Press "Enter" to skip to content

Day: March 11, 2021

Batch Execution Mode in Flink’s DataStream API

Dawid Wysakowicz takes us through batch execution mode in a streaming solution:

Flink has been following the mantra that Batch is a Special Case of Streaming since the very early days. As the project evolved to address specific uses cases, different core APIs ended up being implemented for batch (DataSet API) and streaming execution (DataStream API), but the higher-level Table API/SQL was subsequently designed following this mantra of unification. With Flink 1.12, the community worked on bringing a similarly unified behaviour to the DataStream API, and took the first steps towards enabling efficient batch execution in the DataStream API.

Read on to see the progress they’ve achieved so far.

Comments closed

Two Disliked Data Types

Aaron Bertrand has two bones to pick:

I am not often one to do the bare minimum, unless it comes to looking for things around the house. After about 22 seconds I throw my hands in the air and exclaim, “I can’t find it!” As my wife so kindly added: It usually turns out to be in a spot I already looked.

But when it revolves around SQL Server and opinions, I’m all over it. So I’m not going to talk about a data type today; I’m going to talk about two of them. One of them Brent already mentioned in his invite:

I kinda-sorta disagree with Aaron’s second choice. By that I mean that I fully agree with his premise: use UTC everywhere. But if you don’t use UTC everywhere, then use DATETIMEOFFSET everywhere and apply the time zones.

Comments closed

The Problems with VARCHAR(MAX)

Deepthi Goguri has a complaint about VARCHAR(MAX):

Though VARCHAR(MAX) is suitable in situations with large strings of data, it has its own complications that we need to consider. In my career as a DBA, I at least saw couple of times SQL developers using VARCHAR(MAX) when they should not. Fixing the datatypes once in production is painful and causes risks.

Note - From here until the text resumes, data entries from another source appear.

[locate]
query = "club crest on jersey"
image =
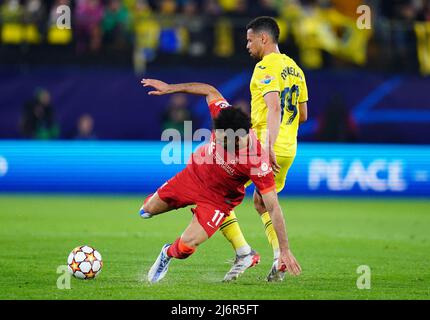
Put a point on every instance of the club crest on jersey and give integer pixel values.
(222, 104)
(264, 170)
(267, 79)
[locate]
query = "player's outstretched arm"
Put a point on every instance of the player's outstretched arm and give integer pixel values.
(286, 257)
(197, 88)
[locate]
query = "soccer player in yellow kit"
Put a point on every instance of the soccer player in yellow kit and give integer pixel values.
(278, 105)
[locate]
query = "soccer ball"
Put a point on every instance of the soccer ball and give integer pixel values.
(84, 262)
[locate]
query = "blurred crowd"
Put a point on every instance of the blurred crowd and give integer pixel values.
(142, 29)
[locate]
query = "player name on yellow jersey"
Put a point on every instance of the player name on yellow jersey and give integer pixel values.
(277, 72)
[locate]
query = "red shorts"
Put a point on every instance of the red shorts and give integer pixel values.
(181, 191)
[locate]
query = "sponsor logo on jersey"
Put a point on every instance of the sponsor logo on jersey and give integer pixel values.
(267, 79)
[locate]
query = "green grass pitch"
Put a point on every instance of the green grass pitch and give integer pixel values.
(330, 238)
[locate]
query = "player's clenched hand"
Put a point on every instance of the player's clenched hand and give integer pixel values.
(159, 86)
(287, 262)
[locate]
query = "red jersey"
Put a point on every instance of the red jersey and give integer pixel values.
(220, 176)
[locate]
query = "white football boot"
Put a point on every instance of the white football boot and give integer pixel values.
(241, 264)
(275, 274)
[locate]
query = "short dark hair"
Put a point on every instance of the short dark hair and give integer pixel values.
(267, 24)
(232, 118)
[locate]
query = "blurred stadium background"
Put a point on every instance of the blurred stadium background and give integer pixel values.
(75, 119)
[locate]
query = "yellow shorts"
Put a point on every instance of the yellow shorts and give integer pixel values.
(280, 178)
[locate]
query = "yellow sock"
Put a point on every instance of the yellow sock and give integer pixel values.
(270, 232)
(231, 230)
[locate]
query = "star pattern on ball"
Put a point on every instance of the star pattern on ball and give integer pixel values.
(75, 266)
(90, 257)
(90, 274)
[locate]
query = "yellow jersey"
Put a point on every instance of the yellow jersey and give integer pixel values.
(277, 72)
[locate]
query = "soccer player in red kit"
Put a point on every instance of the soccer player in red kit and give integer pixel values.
(214, 180)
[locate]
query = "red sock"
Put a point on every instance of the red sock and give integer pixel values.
(180, 250)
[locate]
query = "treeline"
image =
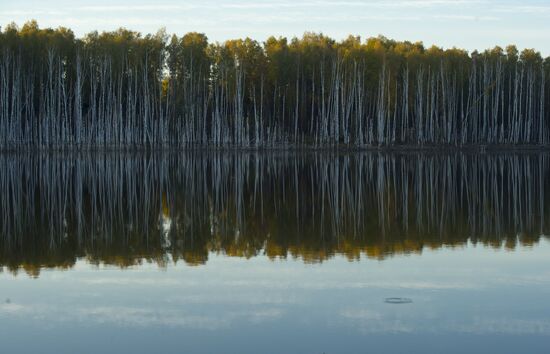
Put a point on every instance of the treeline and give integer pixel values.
(122, 90)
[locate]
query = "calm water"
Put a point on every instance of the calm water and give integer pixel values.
(274, 253)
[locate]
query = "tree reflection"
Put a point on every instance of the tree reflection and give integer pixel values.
(124, 209)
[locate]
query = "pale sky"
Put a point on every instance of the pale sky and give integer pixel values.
(469, 24)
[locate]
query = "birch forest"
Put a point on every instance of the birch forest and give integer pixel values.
(125, 90)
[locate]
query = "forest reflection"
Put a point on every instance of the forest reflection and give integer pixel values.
(127, 208)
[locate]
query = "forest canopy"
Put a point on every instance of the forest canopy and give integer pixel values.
(122, 89)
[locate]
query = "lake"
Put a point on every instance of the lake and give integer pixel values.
(275, 252)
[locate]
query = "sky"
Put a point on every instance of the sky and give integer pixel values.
(467, 24)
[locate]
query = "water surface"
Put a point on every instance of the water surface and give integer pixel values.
(274, 252)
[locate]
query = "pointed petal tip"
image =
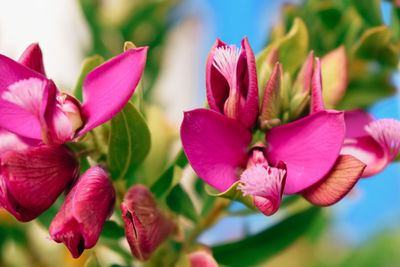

I think Deepthi’s advice is sound: use VARCHAR(MAX) when necessary but not as a starting point. I don’t shy away from VARCHAR(MAX) on principle (except with columnstore indexes—get that noise right out of here) and I don’t think you should either, as long as you understand the ramifications.

Comments closed

Date and Time Data Types

Deborah Melkin takes a look at the different date and time data types:

But I think I’ll “wax poetic” about datetimes and all of the varieties. When I first got started with SQL Server back in the SQL 6.5 days, we really just had datetime, which was the date and time. If you needed just the time, you ignored the date portion. If you needed just the date, you put midnight (00:00:00.000) for the time. And when you dealt with the time portion, you deal with rounding to the .003 millisecond.

Read on for more info about each type.

1 Comment

Fragmentation and GUIDs

Chad Callihan doesn’t llike the UNIQUEIDENTIFIER data type:

My mind quickly went to the uniqueidentifier (GUID) data type. It may not be fair but I think of it as my least favorite. The reasoning is more of a pet peeve. Most of the time there’s nothing wrong with the uniqueidentifier data type; however, it makes me cringe if it is the clustering key on a table when an INT would do just fine because it ends up wasting disk space.

On this topic, Jeff Moden had a really great presentation for our SQL Server user group. He has a rather contrarian take and interesting findings on fragmentation in practice. It’s a lengthy and advanced talk, but definitely worth the nearly 2 1/2 hours.

Comments closed


Travis Page wants you to think twice before using VARBINARY(MAX):

Brent Ozar put out a call for blogging about your data type of choice. This might be a favorite (or least favorite) datatype. Naturally, varchar(max) and nvarchar(max) are going to have their punishment, deservedly. The datatype I’m not so sure is going to be getting the bludgeoning it deserves is varbinary(max). Sure, there are valid uses for the data type, but having the potential for just shy of 2GB of binary LOB data stored in a database has some negative potentials. Let’s take a look at some of these pitfalls.

Click through for a good reckoning of the downsides. In terms of upside, two good ones that I actively use are:

  • VARBINARY(MAX), when combined with the COMPRESS() function, can efficiently store a lot of text data, as that text data gets gzipped. This works best if you just need to store data but not search through it. Then, DECOMPRESS() when it’s time for that data to show up in an app somewhere.
  • SQL Server Machine Learning Services models are stored in VARBINARY(MAX).